I include this section in the hope it maybe useful to someone else, however its here primarily to remind me of what I have done to get various interfaces to work. Currently I own both a USB ELM327 and a BlueTooth ELM327. I have done tests emulating an RS232 ELM327 with my obd_emu program. These notes are Slackware specific, although must of this is probably distribution independent. I am currently running the Slackware 14.1 distribution with a 3.10.17-smp kernel. This is a very brief overview, for more detail search the internet! According to bluetooth has been supported in linux since the 2.6 kernel series. I'm new to bluetooth which is the primary reason I've added this section, ie as a reminder to myself about how I got this working.

Linux uses device files for most of the system io, including serial communication. A user can view their current list of serial devices by listing the /dev directory with 'ls /dev/tty*'. My rs232 style ports are listed as /dev/ttyS?, ie /dev/ttyS0 maps to the DOS/WIN32 COM1. For each USB to serial adapter on the system a /dev/ttyUSB? file will be created where ? starts at 0 and increases as more adapters are added. All the linux programs discussed above provide a mechanism to specify which device file you want to use to connect to the ELM327. For rs232 and USB devices the device file will be created automatically with a generic Slackware installation.

Bluetooth, at least in Slackware, is a little different. I assume you have the 'bluez-utils' installed, if not download and install them. The next step is to see if you have hardware support for bluetooth on your system. The command 'hciconfig -a' will search any bluetooth devices and display their status, if it returns nothing as initially occurred on my antiquated machine you have to install one. Assuming you have USB ports available the cheapest and easiest route is to purchase a 'BlueTooth dongle' (typically less than $5) and plug it into a USB port. Now hciconfig should give you some output. Note if you are running Xwin and have the Dolphin file manager available you can run it and look at the 'places' listing on the left of the screen, if you have a bluetooth hardware device installed you will see 'Bluetooth' listed as one of the available places, clicking on this icon searches for and lists devices to which you can connect.

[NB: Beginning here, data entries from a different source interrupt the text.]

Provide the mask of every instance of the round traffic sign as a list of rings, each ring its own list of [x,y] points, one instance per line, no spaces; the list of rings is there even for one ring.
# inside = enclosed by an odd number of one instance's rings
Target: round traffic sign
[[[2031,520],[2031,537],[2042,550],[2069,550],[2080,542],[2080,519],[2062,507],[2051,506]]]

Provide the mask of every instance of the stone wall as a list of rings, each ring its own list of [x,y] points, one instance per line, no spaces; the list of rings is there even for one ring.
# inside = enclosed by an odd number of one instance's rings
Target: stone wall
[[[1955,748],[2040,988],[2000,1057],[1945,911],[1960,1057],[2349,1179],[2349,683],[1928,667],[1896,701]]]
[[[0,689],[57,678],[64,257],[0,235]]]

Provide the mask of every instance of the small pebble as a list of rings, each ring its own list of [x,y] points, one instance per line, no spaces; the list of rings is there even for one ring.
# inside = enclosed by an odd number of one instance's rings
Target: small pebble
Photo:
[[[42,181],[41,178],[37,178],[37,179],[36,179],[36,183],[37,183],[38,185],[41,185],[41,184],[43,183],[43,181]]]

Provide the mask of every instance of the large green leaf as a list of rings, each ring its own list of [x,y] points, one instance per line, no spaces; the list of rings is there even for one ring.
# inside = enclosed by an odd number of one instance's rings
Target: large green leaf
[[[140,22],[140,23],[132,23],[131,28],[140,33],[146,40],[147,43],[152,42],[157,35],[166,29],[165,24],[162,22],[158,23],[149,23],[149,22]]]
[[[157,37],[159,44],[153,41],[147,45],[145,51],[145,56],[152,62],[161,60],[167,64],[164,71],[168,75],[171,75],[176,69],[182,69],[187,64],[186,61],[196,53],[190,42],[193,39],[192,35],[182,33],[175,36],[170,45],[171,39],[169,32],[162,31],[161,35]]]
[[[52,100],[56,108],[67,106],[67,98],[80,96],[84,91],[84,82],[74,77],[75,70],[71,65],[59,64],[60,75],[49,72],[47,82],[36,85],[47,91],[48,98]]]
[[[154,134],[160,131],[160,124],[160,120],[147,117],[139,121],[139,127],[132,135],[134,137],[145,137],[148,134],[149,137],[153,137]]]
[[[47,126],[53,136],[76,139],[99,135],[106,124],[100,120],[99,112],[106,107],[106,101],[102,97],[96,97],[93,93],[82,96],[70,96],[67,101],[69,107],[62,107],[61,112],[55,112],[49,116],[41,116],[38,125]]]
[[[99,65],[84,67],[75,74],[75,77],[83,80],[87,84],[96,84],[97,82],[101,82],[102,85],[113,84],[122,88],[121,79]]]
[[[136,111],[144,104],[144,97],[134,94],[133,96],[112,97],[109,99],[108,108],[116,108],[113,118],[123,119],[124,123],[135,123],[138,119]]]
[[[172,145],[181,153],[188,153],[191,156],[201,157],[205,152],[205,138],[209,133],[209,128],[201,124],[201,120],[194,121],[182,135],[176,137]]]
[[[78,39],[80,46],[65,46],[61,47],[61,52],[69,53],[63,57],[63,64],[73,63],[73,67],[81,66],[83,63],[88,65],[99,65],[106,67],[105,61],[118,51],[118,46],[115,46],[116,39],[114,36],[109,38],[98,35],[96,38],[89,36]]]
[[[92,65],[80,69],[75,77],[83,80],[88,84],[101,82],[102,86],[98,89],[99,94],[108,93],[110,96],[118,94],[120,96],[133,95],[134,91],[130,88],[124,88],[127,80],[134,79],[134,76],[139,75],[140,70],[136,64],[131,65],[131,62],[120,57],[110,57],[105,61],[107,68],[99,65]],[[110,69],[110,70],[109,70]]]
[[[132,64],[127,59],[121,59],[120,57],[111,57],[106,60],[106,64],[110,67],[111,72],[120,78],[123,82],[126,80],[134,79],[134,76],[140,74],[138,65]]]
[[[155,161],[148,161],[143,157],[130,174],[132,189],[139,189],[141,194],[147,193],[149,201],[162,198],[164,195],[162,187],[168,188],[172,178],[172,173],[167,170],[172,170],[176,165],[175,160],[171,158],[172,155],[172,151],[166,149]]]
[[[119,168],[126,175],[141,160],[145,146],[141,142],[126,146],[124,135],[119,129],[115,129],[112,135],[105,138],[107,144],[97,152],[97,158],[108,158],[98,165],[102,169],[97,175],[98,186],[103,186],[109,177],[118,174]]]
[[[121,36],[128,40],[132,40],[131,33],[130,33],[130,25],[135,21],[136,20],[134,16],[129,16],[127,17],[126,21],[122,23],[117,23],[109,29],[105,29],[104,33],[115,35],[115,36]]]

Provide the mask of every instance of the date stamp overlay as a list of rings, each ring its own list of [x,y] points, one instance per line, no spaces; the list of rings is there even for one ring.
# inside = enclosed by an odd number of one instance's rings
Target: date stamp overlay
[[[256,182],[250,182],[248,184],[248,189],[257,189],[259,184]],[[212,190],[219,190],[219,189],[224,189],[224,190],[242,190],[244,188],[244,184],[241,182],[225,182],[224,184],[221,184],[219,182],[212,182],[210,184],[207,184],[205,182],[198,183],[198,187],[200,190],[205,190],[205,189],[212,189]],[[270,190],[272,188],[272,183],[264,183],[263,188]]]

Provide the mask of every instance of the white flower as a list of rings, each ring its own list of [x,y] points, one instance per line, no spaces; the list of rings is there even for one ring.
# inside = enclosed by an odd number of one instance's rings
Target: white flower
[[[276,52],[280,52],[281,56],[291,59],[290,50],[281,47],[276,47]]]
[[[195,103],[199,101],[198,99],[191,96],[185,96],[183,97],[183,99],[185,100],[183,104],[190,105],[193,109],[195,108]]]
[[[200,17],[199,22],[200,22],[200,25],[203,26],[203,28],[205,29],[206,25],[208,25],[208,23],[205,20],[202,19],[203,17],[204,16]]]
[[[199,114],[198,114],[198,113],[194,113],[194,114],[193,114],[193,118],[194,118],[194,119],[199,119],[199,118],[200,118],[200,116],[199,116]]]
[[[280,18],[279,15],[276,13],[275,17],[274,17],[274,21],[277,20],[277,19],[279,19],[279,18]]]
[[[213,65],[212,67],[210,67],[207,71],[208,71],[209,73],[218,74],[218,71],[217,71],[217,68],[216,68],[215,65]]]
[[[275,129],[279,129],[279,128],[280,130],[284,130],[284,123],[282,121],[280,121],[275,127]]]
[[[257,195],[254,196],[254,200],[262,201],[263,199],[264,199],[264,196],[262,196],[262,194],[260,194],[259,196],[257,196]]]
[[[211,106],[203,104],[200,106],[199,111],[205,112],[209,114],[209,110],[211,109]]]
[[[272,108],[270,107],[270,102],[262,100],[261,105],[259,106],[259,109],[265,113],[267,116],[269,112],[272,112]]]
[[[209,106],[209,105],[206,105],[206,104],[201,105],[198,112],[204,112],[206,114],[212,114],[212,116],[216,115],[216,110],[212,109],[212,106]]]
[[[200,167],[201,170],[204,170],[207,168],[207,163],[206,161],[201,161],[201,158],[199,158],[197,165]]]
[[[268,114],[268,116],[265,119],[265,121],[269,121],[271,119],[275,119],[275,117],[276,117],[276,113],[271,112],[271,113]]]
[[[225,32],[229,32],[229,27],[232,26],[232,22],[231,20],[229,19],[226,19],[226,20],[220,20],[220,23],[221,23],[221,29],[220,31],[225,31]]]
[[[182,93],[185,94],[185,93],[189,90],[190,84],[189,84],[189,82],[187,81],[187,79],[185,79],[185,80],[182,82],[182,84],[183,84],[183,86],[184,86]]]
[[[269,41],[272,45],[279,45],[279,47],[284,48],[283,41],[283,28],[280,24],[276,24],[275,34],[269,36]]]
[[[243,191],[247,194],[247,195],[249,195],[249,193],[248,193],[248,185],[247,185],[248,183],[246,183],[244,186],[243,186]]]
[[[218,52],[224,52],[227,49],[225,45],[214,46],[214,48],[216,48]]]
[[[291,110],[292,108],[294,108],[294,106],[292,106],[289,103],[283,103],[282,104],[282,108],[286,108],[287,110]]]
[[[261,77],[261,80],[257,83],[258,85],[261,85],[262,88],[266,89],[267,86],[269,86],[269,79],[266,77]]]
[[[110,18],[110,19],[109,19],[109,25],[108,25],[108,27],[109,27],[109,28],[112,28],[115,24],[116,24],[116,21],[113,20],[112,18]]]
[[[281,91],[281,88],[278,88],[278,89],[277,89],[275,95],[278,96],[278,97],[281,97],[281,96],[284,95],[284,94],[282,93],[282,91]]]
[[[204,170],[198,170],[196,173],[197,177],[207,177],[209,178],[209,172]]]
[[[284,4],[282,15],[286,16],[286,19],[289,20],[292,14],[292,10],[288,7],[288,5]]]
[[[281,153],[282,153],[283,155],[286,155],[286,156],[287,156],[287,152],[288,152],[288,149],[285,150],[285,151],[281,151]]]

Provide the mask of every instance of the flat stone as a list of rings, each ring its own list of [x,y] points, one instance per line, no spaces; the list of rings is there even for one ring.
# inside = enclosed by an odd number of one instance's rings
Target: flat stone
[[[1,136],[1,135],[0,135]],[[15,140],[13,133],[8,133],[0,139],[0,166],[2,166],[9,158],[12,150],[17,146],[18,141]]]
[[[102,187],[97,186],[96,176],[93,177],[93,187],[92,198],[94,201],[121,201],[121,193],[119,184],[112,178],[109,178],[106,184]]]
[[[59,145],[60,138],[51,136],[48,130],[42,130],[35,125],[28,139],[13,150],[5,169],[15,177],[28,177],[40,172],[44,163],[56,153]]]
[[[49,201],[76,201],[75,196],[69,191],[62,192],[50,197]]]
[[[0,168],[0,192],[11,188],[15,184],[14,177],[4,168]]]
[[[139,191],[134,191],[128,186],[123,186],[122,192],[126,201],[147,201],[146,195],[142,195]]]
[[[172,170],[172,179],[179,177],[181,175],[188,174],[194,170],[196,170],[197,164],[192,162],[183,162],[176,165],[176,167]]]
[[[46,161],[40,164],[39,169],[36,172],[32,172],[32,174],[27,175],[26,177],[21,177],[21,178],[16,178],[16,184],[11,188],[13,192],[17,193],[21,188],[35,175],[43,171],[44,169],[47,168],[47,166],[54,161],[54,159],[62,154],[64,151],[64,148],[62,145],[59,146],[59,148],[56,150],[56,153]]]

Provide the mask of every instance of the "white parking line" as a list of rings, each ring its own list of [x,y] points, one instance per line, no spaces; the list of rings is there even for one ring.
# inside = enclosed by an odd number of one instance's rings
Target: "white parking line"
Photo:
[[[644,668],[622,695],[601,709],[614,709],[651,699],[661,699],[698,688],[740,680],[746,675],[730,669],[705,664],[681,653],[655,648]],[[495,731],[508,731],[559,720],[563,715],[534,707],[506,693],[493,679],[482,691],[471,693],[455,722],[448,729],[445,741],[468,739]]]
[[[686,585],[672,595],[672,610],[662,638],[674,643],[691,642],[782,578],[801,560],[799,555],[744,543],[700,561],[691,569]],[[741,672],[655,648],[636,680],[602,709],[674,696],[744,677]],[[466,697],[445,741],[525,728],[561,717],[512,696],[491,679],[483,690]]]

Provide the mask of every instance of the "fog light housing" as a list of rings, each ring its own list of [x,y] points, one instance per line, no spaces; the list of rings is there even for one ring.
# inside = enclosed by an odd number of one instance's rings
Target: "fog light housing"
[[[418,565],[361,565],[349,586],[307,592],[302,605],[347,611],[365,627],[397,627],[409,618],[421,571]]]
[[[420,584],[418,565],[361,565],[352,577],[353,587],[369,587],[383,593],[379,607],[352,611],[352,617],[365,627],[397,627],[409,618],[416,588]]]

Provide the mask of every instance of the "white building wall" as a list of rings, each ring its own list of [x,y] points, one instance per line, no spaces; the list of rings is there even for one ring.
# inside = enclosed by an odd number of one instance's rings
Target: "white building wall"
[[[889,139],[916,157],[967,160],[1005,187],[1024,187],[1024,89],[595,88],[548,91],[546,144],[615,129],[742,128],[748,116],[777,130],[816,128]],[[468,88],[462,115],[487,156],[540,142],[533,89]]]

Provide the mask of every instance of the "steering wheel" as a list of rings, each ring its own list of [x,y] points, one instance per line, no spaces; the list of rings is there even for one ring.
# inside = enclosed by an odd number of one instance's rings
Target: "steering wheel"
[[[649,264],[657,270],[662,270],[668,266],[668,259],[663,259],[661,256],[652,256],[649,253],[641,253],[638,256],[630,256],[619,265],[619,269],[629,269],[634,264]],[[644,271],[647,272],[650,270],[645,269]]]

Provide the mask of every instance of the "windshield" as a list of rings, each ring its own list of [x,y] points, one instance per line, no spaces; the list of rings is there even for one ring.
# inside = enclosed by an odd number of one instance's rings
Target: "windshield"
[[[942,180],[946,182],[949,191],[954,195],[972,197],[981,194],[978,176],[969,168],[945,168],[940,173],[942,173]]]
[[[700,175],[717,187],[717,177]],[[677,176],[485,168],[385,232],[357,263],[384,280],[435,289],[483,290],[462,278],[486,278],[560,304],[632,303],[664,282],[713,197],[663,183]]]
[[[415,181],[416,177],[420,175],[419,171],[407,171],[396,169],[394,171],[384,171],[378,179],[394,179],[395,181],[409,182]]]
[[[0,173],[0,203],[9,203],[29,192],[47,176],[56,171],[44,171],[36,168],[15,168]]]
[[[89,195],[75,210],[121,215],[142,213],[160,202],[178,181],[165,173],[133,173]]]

I did this, but was still not home free. The device names hciconfig lists are HCI?, in my case I only have one device when the dongle is installed, HCI0. You want hciconfig to report the device is 'UP RUNNING PSCAN', but I mine was 'DOWN'. In Slackware, if you did not request BlueTooth support during installation you must use a file manager (or chmod from the console) to make the /etc/rc.d/rc.bluetooth script file executable. Then reboot or manually run the script with the 'start' parameter:

    #sh /etc/rc.d/rc.bluetooth start
For more detail see internet.

Once your hardware device is up and running try 'hciconfig scan' which should search for and list external bluetooth devices your system detects and can potentially connect with.